2. Right to rectification


Users who find that their personal data is inaccurate or incomplete have the right to request that such information be corrected or completed.


3. Right to limit processing


Users have the right to obtain restriction of the processing of their personal data, particularly when they contest the accuracy of the data, when the processing is unlawful and they wish to obtain restriction rather than erasure of their data, or when the data controller no longer needs the personal data but the data is still required for the establishment, exercise, or defense of legal claims.


4. Right to object to processing


Users may object to the processing of their personal data if they have a legitimate reason and where the processing is based on their consent.

Once you exercise your right to object, your personal data will no longer be processed. Where the processing is based on a legal obligation, the right to object does not apply.

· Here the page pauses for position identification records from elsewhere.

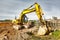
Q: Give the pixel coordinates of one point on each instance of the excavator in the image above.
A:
(36, 8)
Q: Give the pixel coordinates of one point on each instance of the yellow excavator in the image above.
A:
(36, 8)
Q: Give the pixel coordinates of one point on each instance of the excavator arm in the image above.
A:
(36, 9)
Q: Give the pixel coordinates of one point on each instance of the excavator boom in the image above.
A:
(36, 9)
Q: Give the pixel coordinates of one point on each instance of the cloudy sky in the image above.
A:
(11, 8)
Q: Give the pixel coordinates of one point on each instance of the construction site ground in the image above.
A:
(7, 32)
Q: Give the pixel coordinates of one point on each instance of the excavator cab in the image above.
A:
(37, 8)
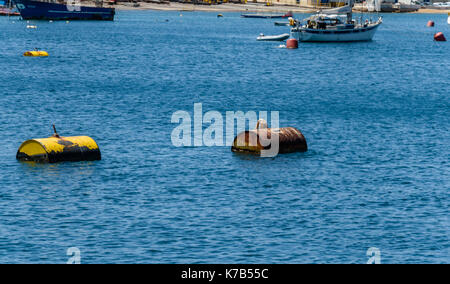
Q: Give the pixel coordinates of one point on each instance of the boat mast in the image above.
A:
(350, 13)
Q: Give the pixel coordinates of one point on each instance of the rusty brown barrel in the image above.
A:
(254, 141)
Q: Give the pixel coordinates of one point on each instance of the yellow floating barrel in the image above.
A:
(59, 149)
(254, 141)
(36, 53)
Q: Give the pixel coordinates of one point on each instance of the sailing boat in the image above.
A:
(335, 25)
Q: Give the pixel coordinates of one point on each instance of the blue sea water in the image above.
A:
(375, 115)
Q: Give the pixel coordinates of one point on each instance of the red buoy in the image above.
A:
(292, 43)
(439, 37)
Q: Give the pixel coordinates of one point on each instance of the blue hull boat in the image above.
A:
(37, 10)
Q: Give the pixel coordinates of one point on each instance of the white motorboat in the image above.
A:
(335, 25)
(281, 37)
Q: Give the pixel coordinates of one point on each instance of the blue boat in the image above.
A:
(40, 10)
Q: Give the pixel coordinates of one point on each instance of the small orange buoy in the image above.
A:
(292, 43)
(439, 37)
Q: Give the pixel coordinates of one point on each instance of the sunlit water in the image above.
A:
(375, 115)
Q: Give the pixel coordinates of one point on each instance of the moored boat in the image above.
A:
(335, 25)
(40, 10)
(8, 12)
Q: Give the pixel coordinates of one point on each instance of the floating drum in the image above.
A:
(292, 43)
(59, 149)
(439, 37)
(254, 141)
(36, 53)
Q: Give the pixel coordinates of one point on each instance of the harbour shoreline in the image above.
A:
(228, 7)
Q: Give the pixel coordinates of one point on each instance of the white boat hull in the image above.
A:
(315, 35)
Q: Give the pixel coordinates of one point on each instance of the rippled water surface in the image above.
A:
(375, 114)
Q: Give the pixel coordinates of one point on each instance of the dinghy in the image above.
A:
(282, 37)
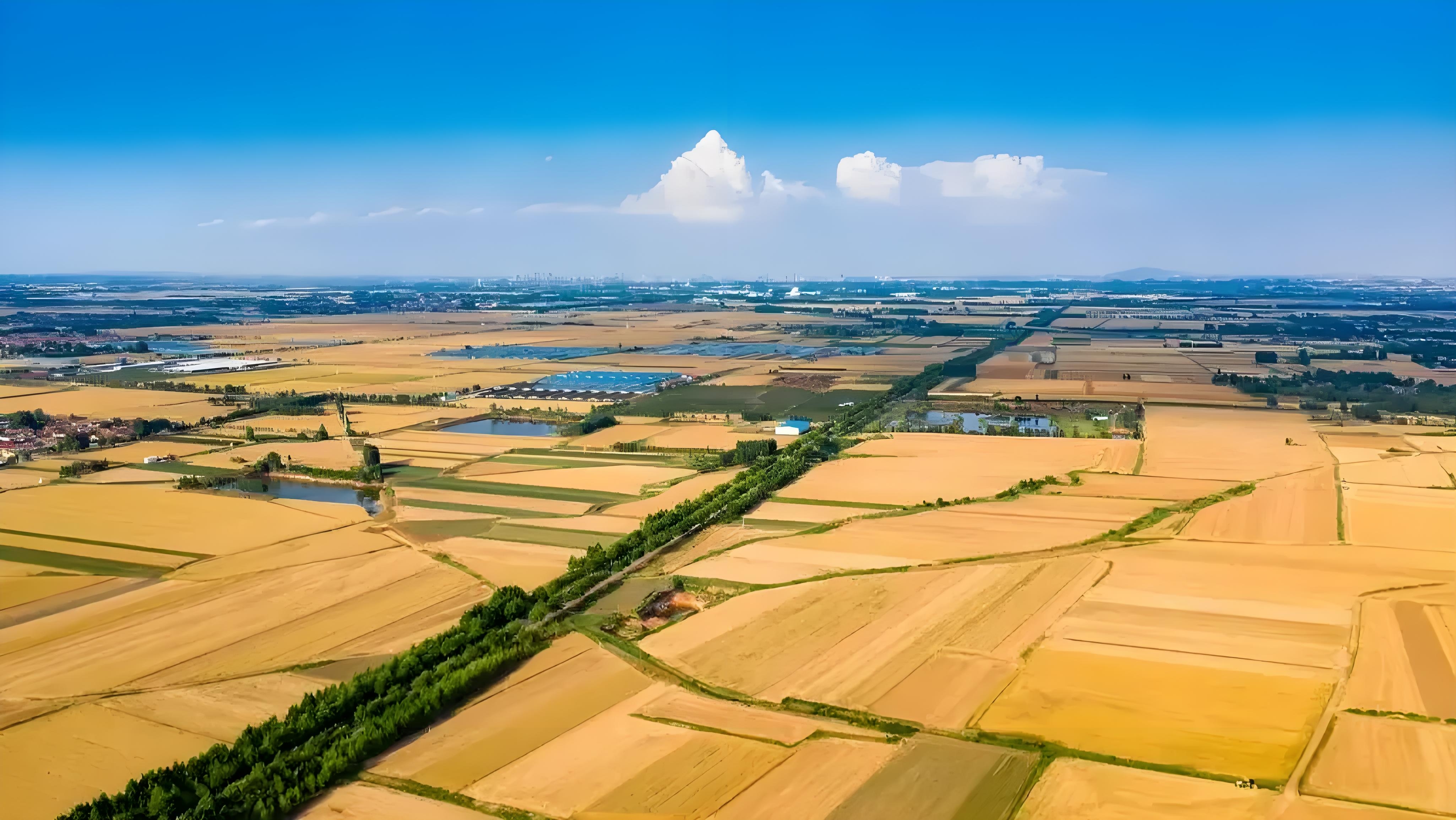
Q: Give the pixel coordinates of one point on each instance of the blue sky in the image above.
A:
(1228, 139)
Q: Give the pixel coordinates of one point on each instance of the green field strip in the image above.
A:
(183, 468)
(571, 539)
(560, 462)
(79, 563)
(820, 503)
(507, 512)
(558, 452)
(108, 544)
(522, 490)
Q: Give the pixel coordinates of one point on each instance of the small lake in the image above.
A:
(503, 427)
(305, 490)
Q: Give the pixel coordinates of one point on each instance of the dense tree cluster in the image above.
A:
(1372, 391)
(280, 764)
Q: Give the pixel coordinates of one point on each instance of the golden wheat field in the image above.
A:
(838, 653)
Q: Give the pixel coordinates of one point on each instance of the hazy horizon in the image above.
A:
(927, 142)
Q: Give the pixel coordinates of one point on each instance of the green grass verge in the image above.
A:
(522, 490)
(573, 539)
(79, 563)
(820, 503)
(507, 512)
(1401, 716)
(183, 468)
(1050, 749)
(455, 799)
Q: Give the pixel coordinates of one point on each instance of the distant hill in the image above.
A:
(1135, 274)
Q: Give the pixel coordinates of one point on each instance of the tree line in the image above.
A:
(280, 764)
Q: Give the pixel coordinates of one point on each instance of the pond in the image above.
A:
(503, 427)
(305, 490)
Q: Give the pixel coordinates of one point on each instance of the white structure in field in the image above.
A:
(793, 427)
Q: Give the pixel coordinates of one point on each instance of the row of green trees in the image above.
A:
(277, 765)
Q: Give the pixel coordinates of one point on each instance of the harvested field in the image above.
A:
(810, 784)
(1408, 471)
(680, 707)
(924, 466)
(708, 437)
(111, 403)
(1222, 716)
(180, 633)
(580, 768)
(1101, 391)
(18, 478)
(544, 700)
(1024, 525)
(1394, 516)
(18, 590)
(507, 563)
(1082, 790)
(618, 478)
(137, 451)
(854, 640)
(490, 502)
(1390, 762)
(219, 710)
(618, 435)
(947, 691)
(605, 525)
(56, 761)
(765, 563)
(13, 544)
(712, 539)
(496, 468)
(149, 516)
(937, 778)
(330, 545)
(1291, 509)
(336, 455)
(806, 513)
(366, 802)
(1157, 489)
(1407, 660)
(675, 496)
(127, 475)
(1228, 445)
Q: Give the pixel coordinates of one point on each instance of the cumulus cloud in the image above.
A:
(1002, 177)
(707, 184)
(867, 177)
(777, 190)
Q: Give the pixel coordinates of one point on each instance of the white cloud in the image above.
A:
(867, 177)
(777, 190)
(563, 209)
(996, 175)
(707, 184)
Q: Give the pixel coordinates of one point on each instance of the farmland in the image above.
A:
(905, 624)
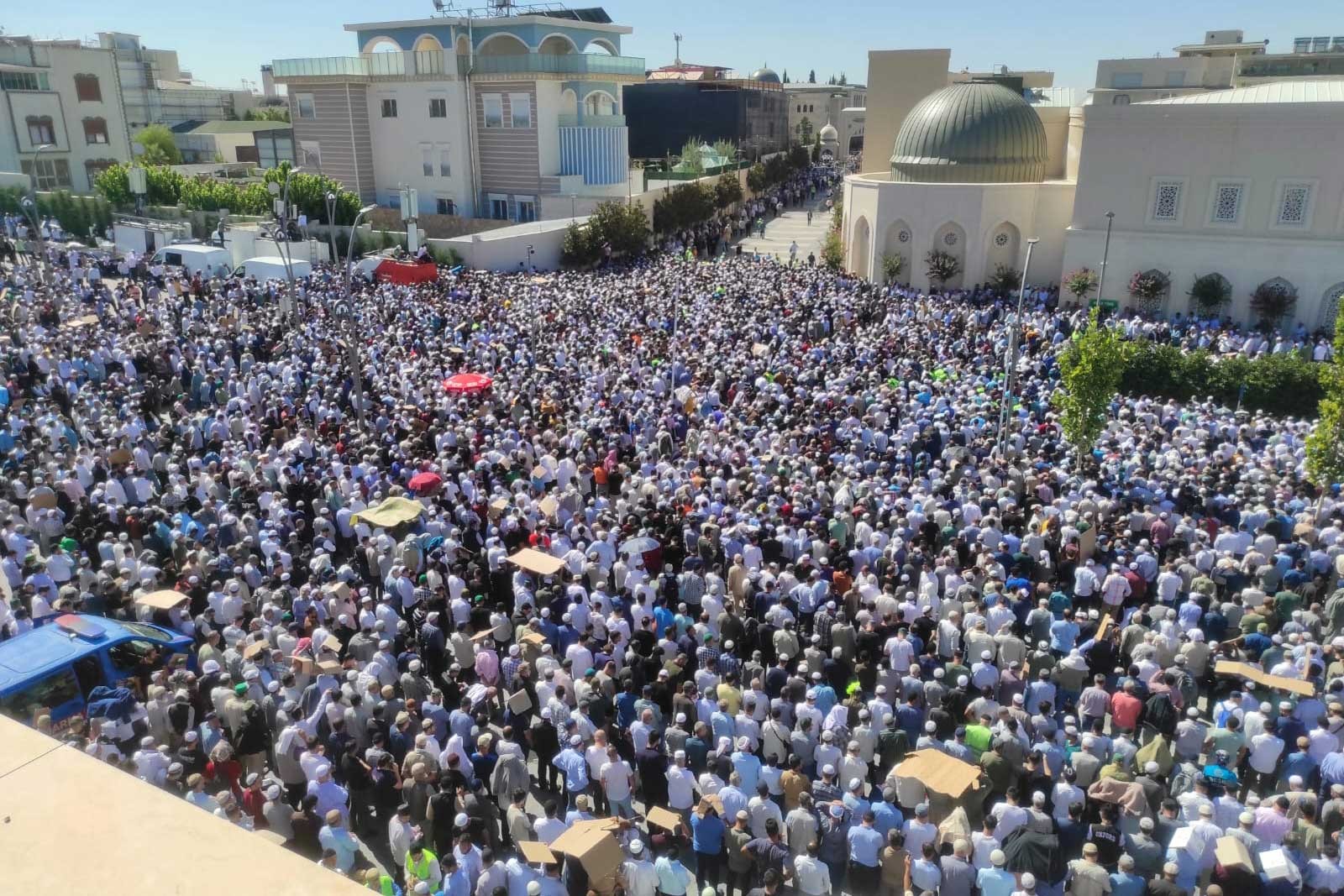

RATP Dev informs you that modification or deletion will take place as soon as possible.


5. Right to erasure


Users may request the erasure of their personal data in the cases listed in Article 17 of the GDPR: when the data is no longer necessary for the purposes for which it was processed or collected, when it must be erased to comply with a legal obligation, when it has been unlawfully processed, or when you withdraw your consent for the intended purpose.

However, erasure of such data cannot be carried out when processing is necessary, among other things, for the exercise of the right to freedom of expression and information, compliance with a legal obligation incumbent on RATP Dev, or the establishment, exercise, or defense of legal claims.


6. Right to data portability


Users have the right to data portability for the personal data they have provided. You may access it in a structured, commonly used, and machine-readable format. You may also request that such data be transmitted to another data controller where technically feasible.


9. How can you exercise your rights?


To exercise your rights, you may contact RATP Dev Data Protection Officer (DPO): - By email at: [email protected]

- By post at: RATP DEVELOPPEMENT - Data Protection Officer, 9 rue Brahms, 75012 Paris You also have the right to lodge a complaint with the CNIL by visiting its website (https://www.cnil.fr/fr/plaintes) or by post at the following address: CNIL - 3 Place de Fontenoy - TSA 80715 - 75334 PARIS CEDEX 07.

For any request to exercise your rights, RATP Dev may ask you to provide an official identity document (identity card, passport, driver’s license, etc.) in order to verify that you are indeed the person concerned by the personal data subject to the request.

Responses to your requests will be communicated either electronically or in paper format. RATP Dev undertakes to respond to any request as soon as possible and within a maximum period of one month from receipt of your request. However, this period may be extended by two months if the request is complex or due to the number of requests received.

If RATP Dev is unable to comply with your request, you will be informed within one month of receipt of your request. The reasons for refusal will be clearly indicated. You will then have the option of lodging a complaint with the CNIL and seeking judicial remedy.

You are informed that in the case of manifestly unfounded or excessive requests, particularly due to their repetitive nature, RATP Dev may refuse to comply with your requests or require the payment of fees to cover the administrative costs incurred in responding to your requests.


10. Modification of the Privacy Policy


When this Privacy Policy is amended, the update will be published on the RATP Dev website or via an email specifying the date of the update. We encourage users to consult it regularly.